ORLANDO — Ace Hardware CEO John Venhuizen welcomed the Starbucks visionary Howard Schultz to the stage here at the Ace Hardware Convention general session and invited the potential presidential candidate to enjoy a cup of Dunkin’ Donuts coffee.
Venhuizen was joking. But the Ace CEO led a question-and-answer session with Schultz that offered some serious ideas and advice on small business, retail success and Ace Hardware stores.
Schultz, the chairman emeritus of Starbucks, helped make the brand a household name. He served as CEO of the company from 1986 to 2000, and again from 2008 to 2017. Earlier this year, the high-profile businessman and entrepreneur announced he was exploring a presidential bid.

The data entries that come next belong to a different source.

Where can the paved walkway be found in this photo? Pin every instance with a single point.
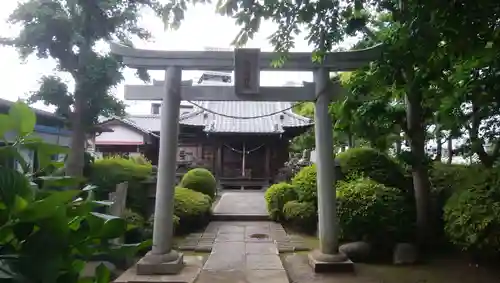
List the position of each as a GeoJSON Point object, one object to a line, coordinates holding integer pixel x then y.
{"type": "Point", "coordinates": [242, 251]}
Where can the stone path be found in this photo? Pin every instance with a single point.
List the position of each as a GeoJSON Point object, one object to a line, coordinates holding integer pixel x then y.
{"type": "Point", "coordinates": [215, 232]}
{"type": "Point", "coordinates": [243, 252]}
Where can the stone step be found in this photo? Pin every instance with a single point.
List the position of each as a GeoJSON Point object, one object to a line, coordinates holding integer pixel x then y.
{"type": "Point", "coordinates": [239, 217]}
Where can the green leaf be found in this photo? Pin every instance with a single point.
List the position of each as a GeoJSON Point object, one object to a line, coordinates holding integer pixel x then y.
{"type": "Point", "coordinates": [8, 153]}
{"type": "Point", "coordinates": [19, 204]}
{"type": "Point", "coordinates": [13, 184]}
{"type": "Point", "coordinates": [23, 118]}
{"type": "Point", "coordinates": [59, 181]}
{"type": "Point", "coordinates": [5, 125]}
{"type": "Point", "coordinates": [103, 275]}
{"type": "Point", "coordinates": [44, 151]}
{"type": "Point", "coordinates": [48, 206]}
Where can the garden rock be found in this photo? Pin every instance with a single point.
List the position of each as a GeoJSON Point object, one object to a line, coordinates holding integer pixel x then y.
{"type": "Point", "coordinates": [405, 253]}
{"type": "Point", "coordinates": [356, 251]}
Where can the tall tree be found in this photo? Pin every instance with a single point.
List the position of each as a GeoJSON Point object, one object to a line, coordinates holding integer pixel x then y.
{"type": "Point", "coordinates": [68, 31]}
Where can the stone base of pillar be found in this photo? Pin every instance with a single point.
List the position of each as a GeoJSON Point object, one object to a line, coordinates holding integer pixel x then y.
{"type": "Point", "coordinates": [329, 263]}
{"type": "Point", "coordinates": [153, 264]}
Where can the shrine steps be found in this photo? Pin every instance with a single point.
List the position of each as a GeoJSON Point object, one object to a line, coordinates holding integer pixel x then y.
{"type": "Point", "coordinates": [240, 206]}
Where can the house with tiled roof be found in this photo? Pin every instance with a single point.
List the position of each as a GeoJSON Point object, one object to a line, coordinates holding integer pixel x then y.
{"type": "Point", "coordinates": [241, 142]}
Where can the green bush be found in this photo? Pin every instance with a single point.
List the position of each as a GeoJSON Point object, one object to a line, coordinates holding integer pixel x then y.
{"type": "Point", "coordinates": [200, 180]}
{"type": "Point", "coordinates": [375, 165]}
{"type": "Point", "coordinates": [369, 211]}
{"type": "Point", "coordinates": [301, 215]}
{"type": "Point", "coordinates": [446, 179]}
{"type": "Point", "coordinates": [276, 196]}
{"type": "Point", "coordinates": [305, 182]}
{"type": "Point", "coordinates": [148, 226]}
{"type": "Point", "coordinates": [192, 208]}
{"type": "Point", "coordinates": [472, 216]}
{"type": "Point", "coordinates": [106, 173]}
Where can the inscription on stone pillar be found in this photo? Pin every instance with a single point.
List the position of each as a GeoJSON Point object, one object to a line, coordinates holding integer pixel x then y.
{"type": "Point", "coordinates": [246, 71]}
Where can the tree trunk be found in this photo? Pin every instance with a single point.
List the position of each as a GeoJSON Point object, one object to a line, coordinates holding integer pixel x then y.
{"type": "Point", "coordinates": [77, 154]}
{"type": "Point", "coordinates": [398, 146]}
{"type": "Point", "coordinates": [350, 140]}
{"type": "Point", "coordinates": [439, 145]}
{"type": "Point", "coordinates": [450, 149]}
{"type": "Point", "coordinates": [477, 144]}
{"type": "Point", "coordinates": [421, 184]}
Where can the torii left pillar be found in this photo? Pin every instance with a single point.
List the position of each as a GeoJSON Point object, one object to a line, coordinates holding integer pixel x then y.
{"type": "Point", "coordinates": [162, 259]}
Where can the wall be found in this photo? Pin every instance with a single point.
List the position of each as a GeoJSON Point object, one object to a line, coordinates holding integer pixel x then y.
{"type": "Point", "coordinates": [121, 135]}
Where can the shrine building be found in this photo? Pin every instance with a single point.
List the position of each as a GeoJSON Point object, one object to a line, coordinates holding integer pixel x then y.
{"type": "Point", "coordinates": [244, 143]}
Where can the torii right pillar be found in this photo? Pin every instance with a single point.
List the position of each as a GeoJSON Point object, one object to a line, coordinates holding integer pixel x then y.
{"type": "Point", "coordinates": [327, 258]}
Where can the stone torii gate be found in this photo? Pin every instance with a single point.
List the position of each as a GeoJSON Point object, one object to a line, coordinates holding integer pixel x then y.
{"type": "Point", "coordinates": [247, 64]}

The wide-ranging interview did not include an official campaign announcement, but it did produce some laughs, some heartfelt comments, and some spontaneous applause — especially when Schultz described his admiration for Ace and the country’s independent hardware stores.
Here are some of Schultz’s highlight quotes from the interview:
Starbucks has no proprietary technology. What is it we have? As trite as it might sound, it’s our people. Everything we try to do is experiential — It’s the relationship that our people have with our customers. We have to exceed the expectations of our people, so they can exceed the expectations of our customers.
On empty chairs and decision making:
We have quarterly meetings and weekly management meetings. In every meeting, there are two empty chairs. One chair represents one of our customers and the other chair is for one of our people. And that reminds us to ask the question: ‘Is this decision going to make our people and our customers proud?’ Not every business decision is an economic one. Of course you have to make payroll, you have to be profitable. But if you can take the long view and do the right things, the customer today wants to support a company whose values are compatible with their own.”
On Michigan State basketball coach Tom Izzo:
Tom Izzo was asked what kind of kids he tries to recruit. He said ‘There are three kinds of kids. Kids who like it, kids who love it, and kids who live it. We recruit kids who live it.’ This can’t be a casual thing. You have to take this so personally every single day to make a difference in your store, and you have to live it. When you see something as a leader in your store, and you see a behavior inconsistent with the heritage and tradition to Ace, and you see that go on — if you let that go, you are part of the problem. Every single day you have to live it.
The two-party system is broken, and our leaders are not doing what they should be doing. I think we’re better than this.
We’re going to fail. If you’re not failing, I don’t think you’re pushing hard enough.
On creating a “third place” between home and work:
The ‘third place’ is this environment between home and work, and a safe place to interact with other people. People are longing for human experiences, longing for people they trust. There is an epidemic of loneliness in America. We bring people together.
On retail and mediocrity:
I would say: when I go into retail stores across the country — and I’m constantly doing that as a merchant — I would say, by and large, America has been swept away by mediocrity. Are we ensuring that the customer is going to be completely blown away? “I just went to an Ace Hardware store, and you won’t believe what happened to me?” That should be not only the goal, but the standard experience. The difference between that and ordinary is huge.
On international expansion:
We went to Japan as a first international market. The truth is, we went to Japan because it was the only direct flight from Seattle. That’s how smart we were. But it worked out, because we loved it and we willed it.
Business is a team sport. I can tell you there were some drag out battles over a number of strategic decisions that we had to go through. And those battles make us better.